Mientras tanto, bajo los reyes caldeos, que fueron los reyes de Babilonia. Babilonia se hacía rápidamente poderosa y llegó a un acuerdo con los medos para repartirse Asiria. En ese acuerdo Palestina, que era parte de Asiria, quedó como zona de los caldeos, quienes se la arrebataron a Egipto; pero como los palestinos se levantaban una y otra vez contra los caldeos, éstos al fin asolaron la región, tomaron Jerusalén y la destruyeron, hecho que se produjo hacia el año 587, es decir, en el siglo V antes de Cristo.
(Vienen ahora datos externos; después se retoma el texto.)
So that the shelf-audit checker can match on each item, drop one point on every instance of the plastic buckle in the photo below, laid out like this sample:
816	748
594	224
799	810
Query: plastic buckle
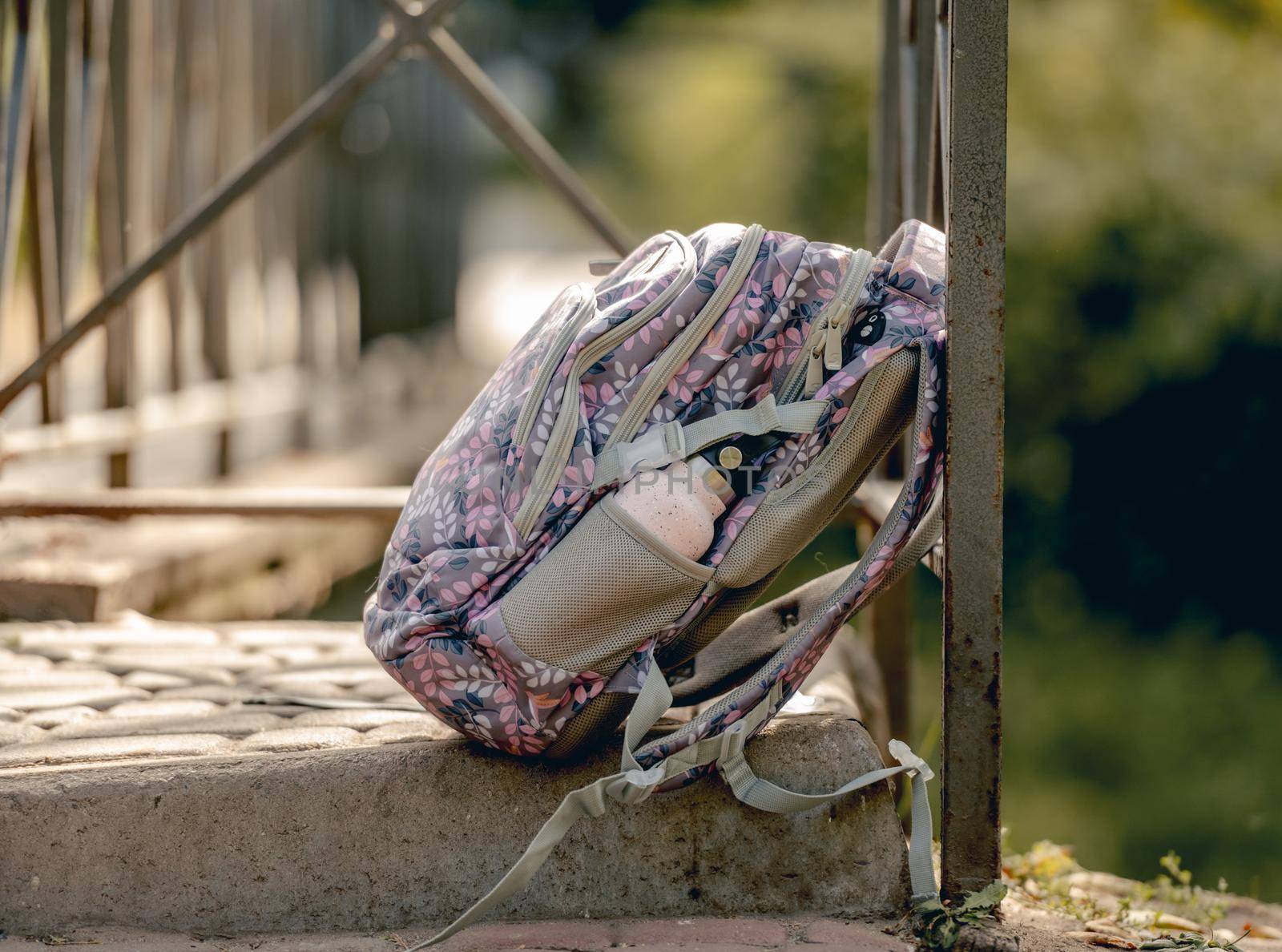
635	785
904	755
657	448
Gran parte de la población palestina y de la de Judá o Judea fue llevada a Babilonia. El pueblo judío no se extinguió pero el Estado de Israel había dejado de existir hacía tiempo, y tras una serie de guerras que se prolongaron a lo largo de los siglos, Palestina pasó a manos de los griegos que gobernaron a Egipto después de la muerte de Alejandro, de los seléucidas que gobernaron la región después de los griegos ptoloméicos, y por fin cayó en poder de los romanos en el siglo I antes de Cristo. (Hay que tomar en cuenta que en la era cristiana contamos siglo I, II, III, IV, V hasta éste en que nos hallamos que es el XX, pero que antes de Cristo contamos al revés, es decir, V. IV, III. II, I; partimos del número más alto al más pequeño; por ejemplo, del siglo X antes de Cristo al IX antes de Cristo, al VIII antes de Cristo, al VII. VI, V. IV, III. II, I. Las dos maneras de contar el tiempo son como dos escaleras, una que baja y otra que sube, y las dos se unen en el nacimiento de la era cristiana).

Bajo el gobierno de Julio César, los sumos sacerdotes de Judea pasaron a ser ciudadanos romanos Y recibieron el título de procuradores de Judea, y Octavio, el sucesor de Julio César, le dio a Herodes el título de Rey de Judea y le proporcionó fuerzas militares romanas para que pudiera reconquistar Jerusalén, que se hallaba en manos de los partos. (Los partos eran árabes). Así, bajo protección romana, Herodes gobernó desde Jerusalén a partir del año 37 antes de Cristo, ya su muerte el reino fue dividido entre tres de los varios hijos que tuvo en sus diez o doce mujeres. (Sabemos de diez o doce oficiales, pero les aseguramos que no conocemos a fondo la vida íntima de Herodes). Uno de esos hijos fue Herodes Antipas, que no heredó el título de rey sino que fue designado tetrarca de Galilea (tetrarca era un título de origen griego y no romano), y fue él el que examinó a Jesús por petición de Poncio Pilatos, que era el procurador o gobernador de Jerusalén. Como Jesús era galileo, Pilatos quiso que lo juzgara el tetrarca de esa región de Palestina. A la muerte de Jesús, Palestina estaba dividida en la tetrarquía de Felipe, hijo de Herodes, la tetrarquía de Herodes Antipas, que fue quien interrogó a Jesús, y la enarquía de Arquelas, y en Jerusalén gobernaban los romanos.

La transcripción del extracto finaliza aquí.